Meine Erfahrung: Dieser irrigen und überholten Vorstellung wird noch viel zu oft nachgeeifert! Und zwar von beiden Seiten. In unserer komplexen und sich immer schneller wandelnden Welt erlebe ich viele Führungskräfte, die sich das Alleskönnertum auf die Fahnen geschrieben haben und damit kläglich scheitern.

Warum sie scheitern? Weil etwas fehlt! Und das ist die Bereitschaft, aus einer inneren Stärke heraus die eigenen Mitarbeiter und ihre Sichtweisen einzubeziehen und sie an der Lösung eines Problems zu beteiligen. Viele Führungskräfte haben nämlich Angst und zu wenig Vertrauen in die Kompetenz ihrer Mitarbeiter. Lieber leben sie mit halbgaren Lösungen. Sie verkaufen sie aber dennoch freudig ans Volk und sind enttäuscht, dass ihre Mannschaft von ihrer im stillen Kämmerlein ausgedachten Idee nicht begeistert ist. Das Ergebnis: Es herrscht Frustration auf beiden Seiten und ein nicht zu beziffernder betriebswirtschaftlicher Verlust.
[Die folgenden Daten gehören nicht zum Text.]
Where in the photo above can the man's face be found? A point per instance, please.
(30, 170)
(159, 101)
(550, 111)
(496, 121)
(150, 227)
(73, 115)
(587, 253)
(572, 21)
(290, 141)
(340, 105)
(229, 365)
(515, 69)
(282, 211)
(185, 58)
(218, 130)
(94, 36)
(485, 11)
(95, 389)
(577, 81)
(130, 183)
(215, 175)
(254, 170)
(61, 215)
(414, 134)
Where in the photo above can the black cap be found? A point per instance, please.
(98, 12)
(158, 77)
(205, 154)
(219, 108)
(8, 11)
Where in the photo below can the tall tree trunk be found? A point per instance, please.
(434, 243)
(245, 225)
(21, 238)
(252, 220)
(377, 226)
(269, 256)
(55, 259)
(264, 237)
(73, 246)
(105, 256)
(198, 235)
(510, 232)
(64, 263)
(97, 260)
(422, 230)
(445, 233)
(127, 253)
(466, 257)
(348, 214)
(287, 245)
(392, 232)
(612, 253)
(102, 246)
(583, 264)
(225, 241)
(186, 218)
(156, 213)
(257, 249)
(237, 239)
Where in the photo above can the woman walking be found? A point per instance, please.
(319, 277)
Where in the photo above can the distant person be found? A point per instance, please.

Was Chefs anbieten sollten, sind nicht Wissen und Lösungen, sondern ein Mix aus Offenheit, Mut und Vertrauen - in sich und die eigenen Leute. Sie sollten Fragen stellen, um neue Ideen ringen, neue kreative Vorgehensweisen fordern. Das geschieht nicht über Nacht, auch diese Fähigkeit muss erarbeitet werden. Da nützt es nichts, die Menschen in der Krise einen Tag lang in einen Seminarraum zu sperren und auf tolle Antworten zu warten - auf die man selbst dann eben doch nicht gekommen ist.

Gefordert wird ein "Stimulator", der Menschen treibt, ihre Leidenschaft zu entfesseln und das Talent in anderen Menschen zu fördern. Die daraus entstehende Motivation ist dann nicht mehr zu halten. Wie Tom Peters schreibt: In diesen Dingen liegt die ultimative Härte von Führung! Ja, die weichen Faktoren der Führung sind die harten.

Claudia Leske (46), Inhaberin der Akademie für Führung im Wandel, führte bis 2007 sieben Jahre die Geschäfte des Alsterhauses.